Covid-19 : les Etats-Unis favorables à la levée des brevets sur les vaccins
Il s’agit d’une véritable culturelle et idéologique au pays de la liberté d’entreprise. Washington se dit favorable à la levée des brevets sur les vaccins anti-Covid. L’industrie pharmaceutique, pour sa part, exprime son mécontentement.
Les Etats-Unis ont annoncé qu’ils étaient favorables à la levée des brevets sur les vaccins anti-Covid, une prise de position exceptionnelle à l’heure où les pays pauvres manquent cruellement des précieuses doses, notamment en Inde, frappée par un record de 4.000 morts ces dernières 24 heures.
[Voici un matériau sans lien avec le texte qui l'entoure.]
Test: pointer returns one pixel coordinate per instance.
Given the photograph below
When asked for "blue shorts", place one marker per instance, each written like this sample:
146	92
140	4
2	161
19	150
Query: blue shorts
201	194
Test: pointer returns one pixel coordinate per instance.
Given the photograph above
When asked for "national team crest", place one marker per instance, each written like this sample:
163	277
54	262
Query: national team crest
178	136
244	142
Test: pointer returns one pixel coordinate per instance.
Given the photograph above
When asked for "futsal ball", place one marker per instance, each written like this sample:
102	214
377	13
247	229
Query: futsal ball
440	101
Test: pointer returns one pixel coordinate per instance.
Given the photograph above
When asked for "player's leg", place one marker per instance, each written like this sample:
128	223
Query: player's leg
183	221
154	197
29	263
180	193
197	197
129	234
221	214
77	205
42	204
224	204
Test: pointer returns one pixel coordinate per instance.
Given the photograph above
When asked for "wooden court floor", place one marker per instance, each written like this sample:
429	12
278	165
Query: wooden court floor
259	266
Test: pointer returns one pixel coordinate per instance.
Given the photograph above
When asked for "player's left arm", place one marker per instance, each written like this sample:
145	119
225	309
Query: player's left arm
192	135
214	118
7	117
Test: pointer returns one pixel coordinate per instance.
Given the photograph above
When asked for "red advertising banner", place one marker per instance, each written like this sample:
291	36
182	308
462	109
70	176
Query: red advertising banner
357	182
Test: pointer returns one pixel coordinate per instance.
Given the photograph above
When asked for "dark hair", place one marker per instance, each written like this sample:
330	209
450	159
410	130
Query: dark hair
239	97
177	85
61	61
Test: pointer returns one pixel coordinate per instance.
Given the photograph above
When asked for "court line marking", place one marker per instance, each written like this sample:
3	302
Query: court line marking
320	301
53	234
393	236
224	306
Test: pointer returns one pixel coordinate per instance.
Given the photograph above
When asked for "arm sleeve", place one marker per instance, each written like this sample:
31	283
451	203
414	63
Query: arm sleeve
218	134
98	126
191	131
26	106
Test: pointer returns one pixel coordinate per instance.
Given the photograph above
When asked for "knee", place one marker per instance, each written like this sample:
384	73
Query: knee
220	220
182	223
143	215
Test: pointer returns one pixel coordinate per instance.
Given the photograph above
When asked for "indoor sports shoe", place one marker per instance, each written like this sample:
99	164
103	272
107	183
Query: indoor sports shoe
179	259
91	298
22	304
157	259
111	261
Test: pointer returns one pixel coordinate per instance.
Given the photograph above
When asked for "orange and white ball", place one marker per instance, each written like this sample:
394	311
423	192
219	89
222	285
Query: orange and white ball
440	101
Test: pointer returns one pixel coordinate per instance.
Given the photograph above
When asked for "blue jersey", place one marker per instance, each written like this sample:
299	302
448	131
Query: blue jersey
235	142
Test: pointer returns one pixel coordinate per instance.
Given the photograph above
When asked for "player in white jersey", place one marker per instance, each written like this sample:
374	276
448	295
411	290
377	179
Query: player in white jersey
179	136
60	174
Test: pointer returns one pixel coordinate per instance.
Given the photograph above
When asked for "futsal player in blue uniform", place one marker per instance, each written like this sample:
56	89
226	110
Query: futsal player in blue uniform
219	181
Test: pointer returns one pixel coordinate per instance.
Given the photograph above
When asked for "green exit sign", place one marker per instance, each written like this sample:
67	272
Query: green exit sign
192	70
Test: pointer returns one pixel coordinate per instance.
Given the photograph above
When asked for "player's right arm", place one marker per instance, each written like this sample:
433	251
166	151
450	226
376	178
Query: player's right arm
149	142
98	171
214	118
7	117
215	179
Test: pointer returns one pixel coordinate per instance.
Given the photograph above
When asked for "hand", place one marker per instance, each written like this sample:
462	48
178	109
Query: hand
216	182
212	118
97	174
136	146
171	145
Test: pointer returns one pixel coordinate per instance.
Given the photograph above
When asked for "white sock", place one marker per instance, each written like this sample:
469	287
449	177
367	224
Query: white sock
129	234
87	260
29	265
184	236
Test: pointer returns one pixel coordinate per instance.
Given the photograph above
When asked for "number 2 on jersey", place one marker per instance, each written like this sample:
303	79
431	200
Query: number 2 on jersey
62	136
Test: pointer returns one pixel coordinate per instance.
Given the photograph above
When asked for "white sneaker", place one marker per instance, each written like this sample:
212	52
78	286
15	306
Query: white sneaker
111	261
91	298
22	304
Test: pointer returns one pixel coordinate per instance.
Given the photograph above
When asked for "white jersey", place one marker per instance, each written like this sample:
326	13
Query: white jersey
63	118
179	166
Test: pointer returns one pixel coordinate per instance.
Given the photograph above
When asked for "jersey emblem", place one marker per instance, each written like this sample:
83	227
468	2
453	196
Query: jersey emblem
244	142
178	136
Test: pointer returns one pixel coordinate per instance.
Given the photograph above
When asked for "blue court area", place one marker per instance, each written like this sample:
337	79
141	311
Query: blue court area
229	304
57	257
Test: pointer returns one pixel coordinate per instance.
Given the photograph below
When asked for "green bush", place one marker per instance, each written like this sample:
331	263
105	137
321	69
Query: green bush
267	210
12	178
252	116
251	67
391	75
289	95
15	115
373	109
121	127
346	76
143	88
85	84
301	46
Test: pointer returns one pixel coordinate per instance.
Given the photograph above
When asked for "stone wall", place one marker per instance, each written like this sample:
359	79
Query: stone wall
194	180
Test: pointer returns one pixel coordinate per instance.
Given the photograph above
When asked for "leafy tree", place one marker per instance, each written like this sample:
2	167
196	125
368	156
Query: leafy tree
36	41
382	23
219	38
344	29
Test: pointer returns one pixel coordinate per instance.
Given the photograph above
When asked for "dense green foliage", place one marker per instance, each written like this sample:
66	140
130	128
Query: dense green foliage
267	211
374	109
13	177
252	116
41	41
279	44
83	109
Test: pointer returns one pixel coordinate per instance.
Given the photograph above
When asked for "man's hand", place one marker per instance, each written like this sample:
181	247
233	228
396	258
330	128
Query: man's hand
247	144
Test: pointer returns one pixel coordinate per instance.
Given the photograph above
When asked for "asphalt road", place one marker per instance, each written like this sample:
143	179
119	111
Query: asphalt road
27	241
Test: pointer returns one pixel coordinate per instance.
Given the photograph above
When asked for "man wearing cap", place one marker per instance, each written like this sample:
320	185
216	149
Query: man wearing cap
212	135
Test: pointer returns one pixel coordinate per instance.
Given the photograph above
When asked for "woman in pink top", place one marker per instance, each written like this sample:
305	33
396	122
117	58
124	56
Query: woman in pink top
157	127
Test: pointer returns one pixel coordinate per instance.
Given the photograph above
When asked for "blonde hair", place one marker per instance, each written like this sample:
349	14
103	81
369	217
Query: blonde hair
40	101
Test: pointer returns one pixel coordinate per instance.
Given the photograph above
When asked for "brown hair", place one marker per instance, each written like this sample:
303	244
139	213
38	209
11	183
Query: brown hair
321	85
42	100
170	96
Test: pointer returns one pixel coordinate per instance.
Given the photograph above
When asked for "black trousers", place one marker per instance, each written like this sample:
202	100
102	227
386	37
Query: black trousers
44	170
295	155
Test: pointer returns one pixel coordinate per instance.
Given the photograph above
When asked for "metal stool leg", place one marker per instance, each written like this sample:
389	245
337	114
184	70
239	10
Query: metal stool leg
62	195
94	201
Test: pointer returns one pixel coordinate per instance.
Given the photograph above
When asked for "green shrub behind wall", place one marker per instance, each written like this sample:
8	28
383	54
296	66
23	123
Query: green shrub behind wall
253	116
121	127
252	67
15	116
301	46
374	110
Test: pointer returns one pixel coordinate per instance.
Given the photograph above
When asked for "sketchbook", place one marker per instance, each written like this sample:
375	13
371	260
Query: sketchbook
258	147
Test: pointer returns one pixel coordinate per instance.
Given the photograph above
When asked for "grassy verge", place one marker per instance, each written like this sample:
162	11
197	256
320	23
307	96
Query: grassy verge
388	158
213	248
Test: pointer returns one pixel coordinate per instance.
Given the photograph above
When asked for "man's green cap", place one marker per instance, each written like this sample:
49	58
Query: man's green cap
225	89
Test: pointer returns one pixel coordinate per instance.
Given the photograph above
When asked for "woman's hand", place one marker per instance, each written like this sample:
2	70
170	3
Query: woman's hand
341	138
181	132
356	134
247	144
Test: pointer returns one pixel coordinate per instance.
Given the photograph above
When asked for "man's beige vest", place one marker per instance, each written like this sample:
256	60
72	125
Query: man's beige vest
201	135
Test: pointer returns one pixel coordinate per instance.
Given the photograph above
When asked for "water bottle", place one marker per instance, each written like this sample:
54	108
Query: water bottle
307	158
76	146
L’Inde a enregistré 3.980 décès et 412.262 nouvelles contaminations en 24 heures, selon des données officielles publiées jeudi. Cela porte son bilan total, que les experts jugent largement sous-évalué, à plus de 230.000 morts et plus de 21 millions de cas.
“Il s’agit d’une crise sanitaire mondiale, et les circonstances extraordinaires de la pandémie du Covid-19 appellent à des mesures extraordinaires”, a déclaré mercredi la représentante américaine au Commerce Katherine Tai. “L’administration (américaine) croit fermement aux protections de la propriété intellectuelle, mais pour mettre fin à cette pandémie, elle soutient la levée” des brevets sur les vaccins.
Le patron de l’Organisation mondiale de la Santé (OMS), Tedros Adhanom Ghebreyesus, a salué sur Twitter une “décision historique”.
“L’UE est prête à discuter de toute proposition qui s’attaquerait à la crise de façon efficace et pragmatique” et “de la façon dont la proposition américaine peut permettre d’atteindre cet objectif”, a réagi jeudi la présidente de la Commission européenne Ursula von der Leyen.
Jusqu’à présent, l’UE ne se disait pas favorable, arguant que cette solution prendrait du temps, faute de moyens de production immédiatement mobilisables. Mas Bruxelles avait semblé récemment entrouvrir la porte.
Big Pharma mécontente
Pour l’heure, les brevets sont détenus essentiellement par des laboratoires américains qui sont globalement opposés à leur levée car cela les priverait, selon eux, d’une manne financière pour des innovations coûteuses.
Johnson & Johnson, Pfizer et Moderna n’ont pas directement réagi à l’annonce américaine. Mais la puissante Fédération internationale de l’industrie pharmaceutique (IFPMA) a jugé “décevante” cette annonce.
“Nous sommes totalement en phase avec l’objectif que les vaccins anti-Covid 19 soient rapidement et équitablement partagés dans le monde. Mais comme nous n’avons de cesse de le dire, une suspension est la réponse simple mais fausse à un problème complexe”, a-t-elle expliqué.
Stephen Ubl, le président de la fédération américaine (PhRMA), a souligné que cette décision pourrait ainsi “affaiblir davantage les chaînes d’approvisionnement déjà tendues et favoriser la prolifération des vaccins contrefaits”.
Selon lui, il faut plutôt s’attaquer au problème de la distribution et de la disponibilité “limitée” des matières premières.
L’annonce de Washington intervient alors qu’en Inde, les hôpitaux sont submergés et à court de réserves d’oxygène, de médicaments et de lits, malgré l’aide internationale.
Les autorités ont prévenu que le pays de 1,3 milliard d’habitants devait se préparer à affronter “de nouvelles vagues” épidémiques. Selon les spécialistes, le pire serait encore à venir, avec un pic épidémique qui pourrait n’être atteint que d’ici plusieurs semaines.
La Banque centrale indienne a annoncé 6,7 milliards de dollars de prêts bon marché au système de santé vétuste qui peine à surmonter l’afflux de malades, certains trouvant la mort aux portes mêmes des hôpitaux.
La levée temporaire des brevets sur les vaccins est notamment réclamée par l’Inde et l’Afrique du Sud pour pouvoir accélérer la production, mais certains pays y sont opposés.
La France plaide par exemple plutôt pour des dons en faveur des pays démunis, tandis que l’Italie a salué jeudi “un progrès important” dans la proposition américaine. “L’Europe doit aussi jouer son rôle. Cette pandémie nous a appris que nous ne pouvons gagner qu’ensemble”, a jugé le ministre italien de la Santé Roberto Speranza.